Experimental and numerical simulation study on the integrated thermal management system for electric vehicles

Abstract

Battery thermal management technology can realize the orderly management of heat, which is an important way to improve the safety and lifespan of batteries in electric vehicles (EVs). Herein, we propose an integrated battery thermal management system (IBTMs) that it includes both heat dissipation and low-temperature heating function. In the integrated structure design, the composite phase change materials (CPCM) have a strongly heat absorbed capability due to the large latent heat, and the thin polyimide heating film (PHF) can conveniently assemble into the battery module.

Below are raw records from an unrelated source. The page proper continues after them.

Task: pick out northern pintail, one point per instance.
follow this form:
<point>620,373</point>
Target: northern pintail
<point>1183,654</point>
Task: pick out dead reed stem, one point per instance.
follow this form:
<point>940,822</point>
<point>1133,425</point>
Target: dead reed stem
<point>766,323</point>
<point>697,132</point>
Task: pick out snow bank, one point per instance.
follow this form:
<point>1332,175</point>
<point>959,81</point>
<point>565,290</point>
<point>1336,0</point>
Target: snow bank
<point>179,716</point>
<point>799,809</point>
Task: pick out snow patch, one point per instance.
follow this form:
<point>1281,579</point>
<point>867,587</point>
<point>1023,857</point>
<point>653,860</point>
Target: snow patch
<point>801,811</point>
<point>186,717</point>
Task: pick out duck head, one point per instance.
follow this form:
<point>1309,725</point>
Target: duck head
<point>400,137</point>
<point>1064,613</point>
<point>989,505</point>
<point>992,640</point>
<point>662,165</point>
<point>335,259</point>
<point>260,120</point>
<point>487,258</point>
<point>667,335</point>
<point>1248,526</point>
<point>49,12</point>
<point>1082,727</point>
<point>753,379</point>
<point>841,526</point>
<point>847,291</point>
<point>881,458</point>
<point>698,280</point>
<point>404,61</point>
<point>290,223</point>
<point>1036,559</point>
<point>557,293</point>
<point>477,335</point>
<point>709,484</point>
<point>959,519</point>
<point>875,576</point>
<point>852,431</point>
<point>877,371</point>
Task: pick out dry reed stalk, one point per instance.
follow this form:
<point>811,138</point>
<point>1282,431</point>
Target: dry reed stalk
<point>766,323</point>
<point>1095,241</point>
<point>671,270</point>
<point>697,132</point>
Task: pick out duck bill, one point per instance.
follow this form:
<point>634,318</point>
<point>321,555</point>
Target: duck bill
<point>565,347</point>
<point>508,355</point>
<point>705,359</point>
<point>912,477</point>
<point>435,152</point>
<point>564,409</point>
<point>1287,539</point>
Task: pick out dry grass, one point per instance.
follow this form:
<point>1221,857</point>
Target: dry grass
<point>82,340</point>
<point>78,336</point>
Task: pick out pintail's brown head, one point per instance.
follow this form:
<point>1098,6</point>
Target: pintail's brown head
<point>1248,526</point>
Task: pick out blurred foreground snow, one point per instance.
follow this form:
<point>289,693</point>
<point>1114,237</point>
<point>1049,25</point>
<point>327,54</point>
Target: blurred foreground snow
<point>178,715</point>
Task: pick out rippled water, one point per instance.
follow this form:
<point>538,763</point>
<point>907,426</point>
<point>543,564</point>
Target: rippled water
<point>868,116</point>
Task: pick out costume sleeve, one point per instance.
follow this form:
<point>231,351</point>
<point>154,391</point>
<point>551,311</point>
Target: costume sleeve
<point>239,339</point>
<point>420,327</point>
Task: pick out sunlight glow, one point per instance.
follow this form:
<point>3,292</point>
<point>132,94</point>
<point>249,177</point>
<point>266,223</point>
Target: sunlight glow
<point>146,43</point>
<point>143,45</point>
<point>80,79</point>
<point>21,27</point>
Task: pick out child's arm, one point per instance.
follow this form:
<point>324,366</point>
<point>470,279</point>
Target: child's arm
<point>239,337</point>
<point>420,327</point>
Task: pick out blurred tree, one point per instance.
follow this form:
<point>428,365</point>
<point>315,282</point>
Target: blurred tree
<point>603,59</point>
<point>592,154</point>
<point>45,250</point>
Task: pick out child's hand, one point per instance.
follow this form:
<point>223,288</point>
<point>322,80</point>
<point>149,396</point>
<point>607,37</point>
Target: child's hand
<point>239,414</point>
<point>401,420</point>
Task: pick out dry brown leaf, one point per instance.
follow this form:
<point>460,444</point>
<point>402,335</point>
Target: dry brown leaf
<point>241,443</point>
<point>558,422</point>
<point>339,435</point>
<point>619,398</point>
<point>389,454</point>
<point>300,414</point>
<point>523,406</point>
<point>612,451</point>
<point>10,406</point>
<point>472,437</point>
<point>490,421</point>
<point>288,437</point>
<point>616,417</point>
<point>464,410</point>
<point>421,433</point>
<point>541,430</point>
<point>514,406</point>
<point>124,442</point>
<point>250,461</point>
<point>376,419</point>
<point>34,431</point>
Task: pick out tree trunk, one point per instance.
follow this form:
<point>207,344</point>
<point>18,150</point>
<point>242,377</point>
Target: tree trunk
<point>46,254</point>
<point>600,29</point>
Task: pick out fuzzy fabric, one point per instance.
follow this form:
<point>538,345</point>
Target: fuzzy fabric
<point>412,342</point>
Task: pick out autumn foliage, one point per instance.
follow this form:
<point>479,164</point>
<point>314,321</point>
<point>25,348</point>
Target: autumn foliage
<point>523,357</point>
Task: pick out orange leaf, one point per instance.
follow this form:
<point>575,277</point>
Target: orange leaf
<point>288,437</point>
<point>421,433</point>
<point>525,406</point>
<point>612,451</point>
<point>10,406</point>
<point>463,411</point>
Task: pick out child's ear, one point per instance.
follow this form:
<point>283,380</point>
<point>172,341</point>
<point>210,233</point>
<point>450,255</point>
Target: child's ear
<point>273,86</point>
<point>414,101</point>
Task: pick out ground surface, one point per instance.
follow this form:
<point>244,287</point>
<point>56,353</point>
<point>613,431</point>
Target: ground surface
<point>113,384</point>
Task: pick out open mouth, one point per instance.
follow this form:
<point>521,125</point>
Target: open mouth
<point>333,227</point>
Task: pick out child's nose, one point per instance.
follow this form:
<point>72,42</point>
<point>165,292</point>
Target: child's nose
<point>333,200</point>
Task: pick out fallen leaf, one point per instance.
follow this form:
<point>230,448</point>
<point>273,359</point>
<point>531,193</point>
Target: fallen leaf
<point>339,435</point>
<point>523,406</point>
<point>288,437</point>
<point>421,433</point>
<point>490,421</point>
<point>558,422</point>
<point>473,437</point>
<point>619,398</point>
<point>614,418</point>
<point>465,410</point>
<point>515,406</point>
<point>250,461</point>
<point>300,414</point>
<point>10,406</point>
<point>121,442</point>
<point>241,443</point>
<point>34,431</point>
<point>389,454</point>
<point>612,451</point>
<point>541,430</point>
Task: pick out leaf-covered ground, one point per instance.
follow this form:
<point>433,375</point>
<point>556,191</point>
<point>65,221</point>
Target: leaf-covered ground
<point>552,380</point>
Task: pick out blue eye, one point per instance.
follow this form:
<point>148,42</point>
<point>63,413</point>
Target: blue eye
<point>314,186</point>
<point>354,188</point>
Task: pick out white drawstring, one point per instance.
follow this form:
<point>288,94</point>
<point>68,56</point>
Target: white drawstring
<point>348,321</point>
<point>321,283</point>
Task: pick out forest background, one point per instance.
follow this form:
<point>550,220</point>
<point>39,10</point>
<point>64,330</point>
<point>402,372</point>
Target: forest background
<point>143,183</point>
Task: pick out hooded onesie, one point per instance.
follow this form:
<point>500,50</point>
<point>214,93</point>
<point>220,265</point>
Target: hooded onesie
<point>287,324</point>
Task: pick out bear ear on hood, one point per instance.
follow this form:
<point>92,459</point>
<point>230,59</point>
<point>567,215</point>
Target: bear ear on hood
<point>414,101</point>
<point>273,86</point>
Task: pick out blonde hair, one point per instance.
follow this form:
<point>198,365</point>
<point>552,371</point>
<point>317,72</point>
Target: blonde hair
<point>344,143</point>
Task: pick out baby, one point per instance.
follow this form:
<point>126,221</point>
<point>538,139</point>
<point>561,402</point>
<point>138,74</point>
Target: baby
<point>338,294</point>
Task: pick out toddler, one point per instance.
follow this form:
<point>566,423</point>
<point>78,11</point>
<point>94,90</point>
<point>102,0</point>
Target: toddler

The experiment and simulation results verified that the electrochemical performance of battery module can be achieved an excellent recoverable when employed a heating strategy of continuous pulse warm-up combined with battery at low-power self-preheating. Compared with the normal temperature of 10 °C, the capacity of battery module of charge and discharge is recovered to 92.1 % and 93.3 %, respectively. Besides, the heat dissipation performance tests result also show that the IBTMs has an excellent temperature control and uniform capability. The maximum temperature and maximum temperature difference of battery module is always controlled within 52 °C and 1.8 °C respectively, even if the battery module is continuously cycled 5 times with 2C-1C test protocol at extremely high temperature of 40 °C.